Oh, yes; I know what you are going to object, and I grant it at once: the influence of the Tropics is by no means an ascetic one. They, tend rather to encourage a certain genial and friendly tolerance of all possible human forms of societyeven the lowest. They are essentially democratic, not to say socialistic and revolutionary in tone. By bringing us all down to the underlying verities of life, apart from its conventions, they beget perhaps a somewhat hasty impatience of Court dress and the Lord Chamberlain's regulations. But, per contra, they teach us to feel that every man, whether black, brown, or white, is very human, and every woman and child, if possible, even a trifle more so. Wicked as it all is, there is yet in tropical political economy more of the Gospel according to St. John, and less of Adam Smith, Ricardo, and Malthus, than in any orthodox political economy prescribed by examiners for the University of London. It is something to see a world where ceaseless toil is not the necessary and inevitable lot of all who don't pay income tax on a thousand a year, even if Board schools are unknown and quadratic equations a vanishing quantity. It is something to see a stick of sugar-cane protruding from the mouth of every child, and oranges retailed at twelve for a ha'penny. It is something to know how the vast majority of the human race still live and move and have their being, and to feel that after all their mode of life, though lacking in Greek iambics, wallpapers, and the Saturday Review, yet appeals in its own beach-comberish way to some of one's inmost and deepest yearnings.
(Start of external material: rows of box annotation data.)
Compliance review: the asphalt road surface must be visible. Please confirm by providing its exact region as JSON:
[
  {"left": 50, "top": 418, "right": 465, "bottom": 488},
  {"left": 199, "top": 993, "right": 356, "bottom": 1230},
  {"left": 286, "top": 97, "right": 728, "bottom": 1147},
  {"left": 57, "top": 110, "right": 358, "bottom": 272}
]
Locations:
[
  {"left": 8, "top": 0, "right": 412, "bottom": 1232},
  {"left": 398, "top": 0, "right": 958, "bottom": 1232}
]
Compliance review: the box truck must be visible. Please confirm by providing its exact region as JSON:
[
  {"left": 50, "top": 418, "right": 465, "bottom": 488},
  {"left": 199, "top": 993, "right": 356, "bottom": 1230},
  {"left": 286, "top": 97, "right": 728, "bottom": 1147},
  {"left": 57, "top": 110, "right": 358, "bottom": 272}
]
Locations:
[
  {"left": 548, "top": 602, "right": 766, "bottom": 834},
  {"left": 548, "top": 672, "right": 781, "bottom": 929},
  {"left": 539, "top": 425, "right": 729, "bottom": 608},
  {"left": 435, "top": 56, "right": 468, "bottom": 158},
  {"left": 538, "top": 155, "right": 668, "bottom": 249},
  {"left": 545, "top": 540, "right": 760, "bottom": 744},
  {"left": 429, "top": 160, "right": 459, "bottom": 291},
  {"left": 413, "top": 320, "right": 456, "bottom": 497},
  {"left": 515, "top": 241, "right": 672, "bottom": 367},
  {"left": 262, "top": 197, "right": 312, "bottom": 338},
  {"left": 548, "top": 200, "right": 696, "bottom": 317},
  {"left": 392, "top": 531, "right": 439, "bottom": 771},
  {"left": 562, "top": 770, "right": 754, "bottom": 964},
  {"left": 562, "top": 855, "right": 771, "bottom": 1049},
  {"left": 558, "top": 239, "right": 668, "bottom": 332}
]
The hibiscus that flames before the wattled hut, the parrot that chatters from the green and golden mango-tree, the lithe, healthy figures of the children in the stream, are some compensation for the lack of London mud, London fog, and London illustrations of practical Christianity in the Isle of Dogs and the Bermondsey purlieus. I don't know whether I am knocking the last nail into the completed coffin of my own contention, but I believe every right-minded man returns from the Tropics a good deal more of a Communist than when he went there.